Kyle Tisdel, attorney with the Western Environmental Law Center, said, “The Trump administration’s lust for energy dominance at the expense of people and the environment has, fortunately, hit another brick wall. This is another major win for our climate, while protecting almost 150,000 acres of public lands from industry exploitation.”

The Martinell family owns land in Elk Basin adjacent to one of the sales. Bonnie Martinell said her fruit orchards and hay crops have been affected by prior energy-production incidents. When a pipeline leaked in the Yellowstone River in January 2015, trucks were used to haul oil across the big river near Billings, Montana, Bonnie Martinell said.

“We know from experience what drilling for oil can do to productive farmlands,” Martinell said. “When a pipeline leaked into the Yellowstone River and they had to truck the oil out of Elk Basin, we did not have a fruit crop that year. The dust from all the oil trucks on the road blanketed our fruit trees and rocked our farm’s finances. We could only imagine what this latest rushed lease sale was going to do to us.

“We’re incredibly grateful that the court sided with the longtime rural landowners, protecting the water in our wells and our community’s future.”

Plaintiff David Katz, who owns property along the Beartooth Mountain range on the Stillwater River, said the oil and gas developments that BLM sold “come with a cost … to groundwater, to infrastructure, to rural economies.

“The profits from these leases would have been relatively small for oil companies, but the long-term impacts on the Beartooth Front community would have been devastating.”

Elizabeth Forsyth, staff attorney at Earthjustice, agreed with Morris’ ruling on the motions for summary judgment.

“The Bureau of Land Management was well aware that current oil and gas drilling practices would not protect sources of drinking water in these Montana communities, but rushed the sale anyway,” Forsyth said. “Justice won in Montana today.”

Meanwhile, the oil and gas industry is generating cash through the government’s response to the Covid-19 pandemic.

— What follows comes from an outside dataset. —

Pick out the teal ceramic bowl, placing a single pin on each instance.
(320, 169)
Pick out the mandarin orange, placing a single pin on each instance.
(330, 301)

According to the Western Values Project, one-third of all extractive resource corporations and related industries have been awarded some $3.9 billion through the Payroll Protection Program.

Western Values director Jayson O’Neill said the move “opened the floodgates to big oil in a decision that will allow financially unsustainable oil and gas corporations to pay down their upside-down balance sheets with taxpayer-backed loans intended for small and mid-sized businesses.”

In March, a federal court in California upheld a Trump administration’s repeal of a 2015 rule that regulated hydraulic fracking on public lands.

Independent Petroleum Association of America President Barry Russell said the ruling will allow independent oil and gas producers, who make up 91% of America’s oil and gas production, “to not be forced to comply with costly and duplicative rules while operating on federal lands.”